James River Coal Co. has released its Q2 financial results, reporting a loss that was smaller than initially expected.

The company introduced cost-cutting measures to mitigate the weak market for coal. Costs at the company declined by 36% in Q2.

Total coal shipments fell 26% to 2.16 million t in Q2, while price/t declined 22% to US$ 69.72/t.

James River Coal sells both metallurgical and thermal coal.

View from analysts

Reuters reported that Analysts at Tudor, Pickering Holt & Co views the company’s low cash burn in Q2 as positive. James River Coal’s available liquidity rose slightly to US$ 108.8 million by the end of June 2013, from US$ 107.2 million as of March 31.

The company’s liquidity had caused concern, with analysts warning James River Coal’s cash balance would struggle to last longer than three to four quarters, unless the market for coal improved.

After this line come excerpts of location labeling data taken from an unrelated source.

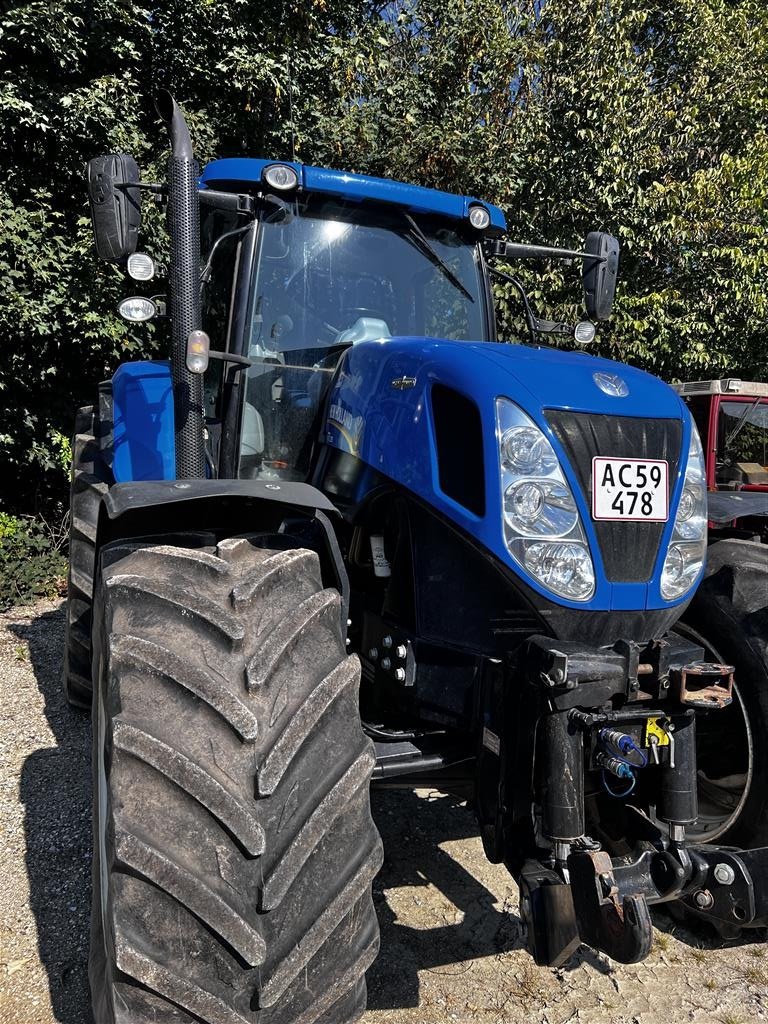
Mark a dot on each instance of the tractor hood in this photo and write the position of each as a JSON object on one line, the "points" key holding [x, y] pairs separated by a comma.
{"points": [[383, 410]]}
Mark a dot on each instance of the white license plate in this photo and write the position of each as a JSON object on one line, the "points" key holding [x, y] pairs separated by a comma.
{"points": [[635, 489]]}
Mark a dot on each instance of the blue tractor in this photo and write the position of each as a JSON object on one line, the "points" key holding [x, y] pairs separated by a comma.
{"points": [[344, 536]]}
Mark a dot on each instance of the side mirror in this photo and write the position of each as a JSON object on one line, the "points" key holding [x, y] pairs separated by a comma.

A weak demand for both metallurgical and thermal coal is damaging coal mining companies. James River Coal warned of prolonged weakness in the metallurgical coal market, caused by a slowdown in growth in China, coupled with oversupply of metallurgical coal.

CEO Peter Socha said in a statement that, “The [metallurgical coal] markets have clearly weakened in the past several months.”

Low demand, new regulation and competition from natural gas

The company has also been negatively affected by a low demand for thermal coal in the US as utilities in the country make the change from coal to cheaper natural gas.

Meanwhile, the threat of regulation from the Obama administration could discourage the use of coal.

Despite President Barack Obama’s plan to introduce new carbon emissions rules for US power plants, James River Coal said that thermal coal markets could improve later this year and into 2014.

Socha continued in his statement to say, “Things are still interesting in the coal industry. [James River Coal] continues to be pleased with mine operations, which are doing an excellent job of managing their people, costs, capital and assets during a difficult time in the coal industry.”

“The coal markets have continued to be soft. The Thermal markets are still weak, but we can see several factors that may lead to improvement later this year and into 2014,” Sacha said.

Several US coal miners, including Alpha Natural Resources, Arch Coal and Peabody Energy Corp., reported significant losses in Q2, appearing to have suffered more from weak prices than James River Coal.

Socha indicated that the company would continue to take steps to cut costs and mitigate the effects of low prices. “We have started to take definitive action to strengthen the balance sheet and improve our liquidity position,” Socha concluded.